過去のBIG4の復帰事例を見ても、基本的にはBIG4がほかの選手より優れたテニスをするために驚異的なランキング上昇が起きているだけで、構造としては同じものが続いています。

つまり、これはほかの選手にも言えることで、状態が普通以上のBIG4と互角のテニスをできる選手がいない以上、あくまでその選手のキャリアハイ状態までは戻ることはできても、その上に到達することは全く別の問題なのです。

伝説の時代と言えるBIG4時代、しかしその時代に引導を渡せる選手は今のところ見当たらないというのが現状です。

そして、今後このまま行くと男子プロテニスはどうなるのか。

今のままでは、強いテニスでツアーを席捲できる選手がいない冬の時代が来てもおかしくありません。

新時代を統べる者としてズベレフを挙げる声は増えてきていますが、まだ彼はGSのQFにも進めていません。

私はやはり現行のATPのツアーシステム、さらに5セットマッチ7試合の特殊性からやはりGSで勝てない選手は厳しいという意見を持っています。

まだ20歳のズベレフですのでもちろんこの先はもっと勝ち上がるとは思いますが、現状ではまだ大きな期待ができないというのは本音です。

そのほか本来であればキャリアのピークを迎えているべき「YOUNG GUNS」世代もピリッとしません。

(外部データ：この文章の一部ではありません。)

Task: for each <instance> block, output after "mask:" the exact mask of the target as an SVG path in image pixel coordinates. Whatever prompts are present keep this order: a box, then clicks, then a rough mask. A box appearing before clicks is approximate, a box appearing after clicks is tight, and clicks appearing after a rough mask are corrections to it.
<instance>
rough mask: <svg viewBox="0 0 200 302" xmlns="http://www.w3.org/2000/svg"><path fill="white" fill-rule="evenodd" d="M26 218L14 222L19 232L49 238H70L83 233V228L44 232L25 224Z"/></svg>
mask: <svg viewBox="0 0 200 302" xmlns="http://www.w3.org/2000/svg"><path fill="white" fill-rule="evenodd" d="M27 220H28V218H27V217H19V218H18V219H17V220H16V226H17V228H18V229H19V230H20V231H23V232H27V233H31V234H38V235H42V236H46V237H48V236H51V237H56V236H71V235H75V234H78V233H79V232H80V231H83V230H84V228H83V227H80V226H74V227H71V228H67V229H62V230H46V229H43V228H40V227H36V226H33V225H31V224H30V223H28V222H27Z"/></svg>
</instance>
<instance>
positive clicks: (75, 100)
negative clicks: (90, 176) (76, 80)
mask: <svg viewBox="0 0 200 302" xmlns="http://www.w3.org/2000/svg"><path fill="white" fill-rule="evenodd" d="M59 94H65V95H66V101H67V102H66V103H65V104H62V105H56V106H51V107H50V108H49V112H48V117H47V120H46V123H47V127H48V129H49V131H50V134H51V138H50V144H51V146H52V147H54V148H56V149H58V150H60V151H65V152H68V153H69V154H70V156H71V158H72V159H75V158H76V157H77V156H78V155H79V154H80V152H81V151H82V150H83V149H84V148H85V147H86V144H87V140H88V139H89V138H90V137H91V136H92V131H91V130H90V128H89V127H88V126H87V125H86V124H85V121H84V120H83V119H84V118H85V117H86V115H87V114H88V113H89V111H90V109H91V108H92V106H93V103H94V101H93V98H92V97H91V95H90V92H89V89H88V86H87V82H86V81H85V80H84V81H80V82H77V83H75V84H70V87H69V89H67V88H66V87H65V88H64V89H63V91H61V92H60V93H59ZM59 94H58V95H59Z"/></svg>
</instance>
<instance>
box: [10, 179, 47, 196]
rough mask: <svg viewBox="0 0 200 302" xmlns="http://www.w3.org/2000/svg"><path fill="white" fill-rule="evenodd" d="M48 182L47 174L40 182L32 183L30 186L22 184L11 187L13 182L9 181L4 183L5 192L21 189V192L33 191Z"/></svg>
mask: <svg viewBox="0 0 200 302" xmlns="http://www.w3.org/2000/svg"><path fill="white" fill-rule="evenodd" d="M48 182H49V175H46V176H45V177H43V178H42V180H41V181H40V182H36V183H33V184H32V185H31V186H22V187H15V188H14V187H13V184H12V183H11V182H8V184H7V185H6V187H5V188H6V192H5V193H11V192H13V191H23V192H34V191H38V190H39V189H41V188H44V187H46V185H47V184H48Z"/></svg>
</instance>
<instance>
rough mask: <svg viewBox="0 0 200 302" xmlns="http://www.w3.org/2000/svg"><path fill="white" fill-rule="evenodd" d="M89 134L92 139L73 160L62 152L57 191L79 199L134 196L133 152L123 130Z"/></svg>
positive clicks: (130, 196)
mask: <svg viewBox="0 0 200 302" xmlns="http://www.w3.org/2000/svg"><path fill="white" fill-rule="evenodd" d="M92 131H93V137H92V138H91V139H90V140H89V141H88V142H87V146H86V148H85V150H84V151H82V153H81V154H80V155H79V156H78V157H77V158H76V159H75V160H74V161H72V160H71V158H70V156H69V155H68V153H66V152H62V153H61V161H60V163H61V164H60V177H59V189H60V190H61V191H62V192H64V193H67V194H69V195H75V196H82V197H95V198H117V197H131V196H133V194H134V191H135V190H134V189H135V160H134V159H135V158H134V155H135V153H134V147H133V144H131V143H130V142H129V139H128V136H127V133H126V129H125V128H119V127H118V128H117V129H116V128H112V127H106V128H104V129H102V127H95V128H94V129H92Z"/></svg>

14年に大きな波を起こしてから3年、彼らはいまだ30代に突入したBIG4のレベルに到達していません。

2年前にTENNIS LOVERSさんも似たようなことを言っていました。

あの当時はフェデラージョコビッチが決勝でした。しかし今年はジョコビッチ、マレーが未だGSの決勝なし。二人合わせて準決勝1回という状況で、全仏ではワウリンカ、ウィンブルドンではチリッチが決勝に行きました。

二人ともGS優勝経験者、そしてそれぞれのサーフェスに合った選手。

そこまでの前哨戦を見ても、最もBIG4以外で対抗できる選手の一人でしたが結果はどちらも圧倒的大差をつけられての完敗。

あの当時よりもBIG4の支配力は落ちていると感じます。

4人いつもツアーにいて、たまに1人がけがなどの理由で離脱していた時代から、2人しかいないような時代に向かいつつある今でも、その最後の一太刀が出ない。

2年前よりも、状況は悪化していると感じます。

誰が立ち向かっても越えられない。

そしてBIG4自身のプレーレベルの低下によって混沌としたとき…

その時のATPツアーは、果たして面白いのでしょうか?

ウィンブルドンを終わって今のテニス界に思うのは、まさに激闘を終え芝が禿げた後の荒れ地。

まさにそんな感じです。

これから新しい芝が生え、新しい物語は生まれるのか。

生まれるはずなんですが、不安でなりません。